Hello. My name is Susan Haigh and I am the Executive Director of the Canadian Association of Research Libraries.
The Canadian Association of Research Libraries, or CARL, is the national voice of Canada's 31 largest research libraries, 29 of which are located in Canada's most research-intensive universities.
With me today is Mark Swartz, a visiting program officer at CARL, and copyright manager at Queen's University.
Research libraries are deeply committed to enabling access and use of information, to fostering knowledge creation, and to ensuring a sustainable and open Canadian scholarly publishing system.
Our remarks today will focus largely on fair dealing.
The use of fair dealing in the post-secondary context follows an extensive body of Supreme Court guidance on its correct interpretation. Since 2004, the Supreme Court of Canada has made it clear that fair dealing is a user's right, and that this right must be given a “large and liberal interpretation”.
With three supportive Supreme Court decisions on fair dealing since 2004, and the 2012 changes to the Copyright Act, Canada has achieved well-balanced legislation and jurisprudence, landing between the more restrictive version of fair dealing in the U.K. and the more permissive fair use approach of the U.S. The U.S. approach, in place since 1976, applies explicitly to purposes such as, and here I quote, “teaching (including multiple copies for classroom use), scholarship, [and] research”.
In the interest of maximum flexibility and future-proofing, we think Canada could look to add the words “such as” to the fair-dealing purposes given in section 29 of our act.
We wish to stress to the committee that the current application of fair dealing in the post-secondary context is responsible, informed, and is working.
Canada's university libraries recognize that educational fair dealing is a right to be respected, used, and managed effectively.
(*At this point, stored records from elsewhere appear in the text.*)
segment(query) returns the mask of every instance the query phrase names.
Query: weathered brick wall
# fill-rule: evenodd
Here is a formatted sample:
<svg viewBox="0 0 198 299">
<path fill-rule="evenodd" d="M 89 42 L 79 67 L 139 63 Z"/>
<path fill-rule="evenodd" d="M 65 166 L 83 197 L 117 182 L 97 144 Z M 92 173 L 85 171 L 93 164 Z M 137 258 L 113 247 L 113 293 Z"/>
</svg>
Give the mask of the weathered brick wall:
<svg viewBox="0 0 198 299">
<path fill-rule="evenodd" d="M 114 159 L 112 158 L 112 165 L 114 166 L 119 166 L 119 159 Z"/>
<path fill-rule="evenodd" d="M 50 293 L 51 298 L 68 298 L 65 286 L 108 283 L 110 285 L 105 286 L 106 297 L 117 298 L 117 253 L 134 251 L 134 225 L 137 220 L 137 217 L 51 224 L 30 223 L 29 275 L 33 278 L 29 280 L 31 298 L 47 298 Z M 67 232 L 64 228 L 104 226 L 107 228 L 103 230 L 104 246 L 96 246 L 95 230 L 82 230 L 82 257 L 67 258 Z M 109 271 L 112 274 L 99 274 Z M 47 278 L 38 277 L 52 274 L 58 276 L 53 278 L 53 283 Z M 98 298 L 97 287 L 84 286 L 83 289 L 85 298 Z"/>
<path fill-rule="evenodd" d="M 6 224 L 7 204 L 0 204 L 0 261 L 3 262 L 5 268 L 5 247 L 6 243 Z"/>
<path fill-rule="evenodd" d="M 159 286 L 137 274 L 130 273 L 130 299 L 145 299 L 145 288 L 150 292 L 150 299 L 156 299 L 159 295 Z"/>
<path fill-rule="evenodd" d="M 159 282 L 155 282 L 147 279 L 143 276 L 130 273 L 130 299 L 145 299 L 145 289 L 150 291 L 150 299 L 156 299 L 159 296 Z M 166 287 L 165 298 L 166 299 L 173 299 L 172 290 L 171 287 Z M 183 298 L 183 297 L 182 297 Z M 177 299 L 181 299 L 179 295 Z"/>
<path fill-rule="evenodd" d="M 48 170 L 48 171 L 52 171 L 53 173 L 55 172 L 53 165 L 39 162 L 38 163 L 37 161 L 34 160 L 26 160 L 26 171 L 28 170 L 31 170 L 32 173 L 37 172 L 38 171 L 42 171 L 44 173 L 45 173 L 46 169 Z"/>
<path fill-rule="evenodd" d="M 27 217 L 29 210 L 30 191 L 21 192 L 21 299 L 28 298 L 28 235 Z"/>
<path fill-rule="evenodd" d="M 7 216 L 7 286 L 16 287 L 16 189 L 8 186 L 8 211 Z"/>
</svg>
Universities have invested substantially in copyright infrastructure. They have expert staff dedicated to copyright compliance and to actively educating faculty, staff, and students on their rights and responsibilities under the act.
The Supreme Court ruled in 2015 that Copyright Board tariffs are not mandatory, and university libraries are working under this assumption. I note that the Federal Court's controversial 2017 decision in the Access Copyright v. York University case appears to be contrary to the Supreme Court's ruling. However, the York decision is under appeal, and will hopefully be reversed.
Research libraries are often responsible for administering copyright clearances on campus. Increasingly, the works copyright offices deal with are open access scholarly content, in the public domain, openly available on the web, or already library-licensed for use in learning management systems. This leaves a relatively small portion of works that will either be shared under fair dealing or will require a one-time licence. We routinely seek such licences when the test for fairness is not met.
It is clear that mandatory tariffs are not necessary to good copyright management. Choice is important to us. For some institutions, blanket licences, assuming they're based on reasonable rates, are practical. For others, active local management with transactional licensing as needed is the preferred route.
Some parties are portraying fair dealing as the cause of diminishing revenues for creators. This is a fallacy. The shift from paper to electronic delivery of educational content over the last 20 years has fundamentally changed the way that works are accessed and used, and such shifts inevitably impact how rights holders are compensated. They don't necessarily impact how much rights holders are compensated. Despite these pressures, Statistics Canada reported last month that the profit margin of the Canadian publishing industry is a healthy 10.2%.
We believe that direct support outside of the copyright system, such as grants to creators and publishers, is more appropriate in this time of transition. The public lending right program administered by Canada Council is one example of an alternative form of support.
Our final point is that there are forward-thinking changes that should be considered in this review.
We urge you to clarify that technical protection measures can be circumvented for non-infringing purposes. Likewise, we urge you to add language so that contracts may not override the provisions of the act and prevent legal uses.
These, and suggestions related to crown copyright, indigenous knowledge, and some other areas, will be included in our forthcoming brief.
In conclusion, research libraries support the concept of balance in copyright, which dates right back to the original Statute of Anne in 1709.
Fair dealing in the Copyright Act is serving its intended purpose, enabling fair portions from works of creativity or scholarship to be drawn upon within learning environments, thereby stimulating innovation and the creation of new knowledge.
Merci. We look forward to your questions.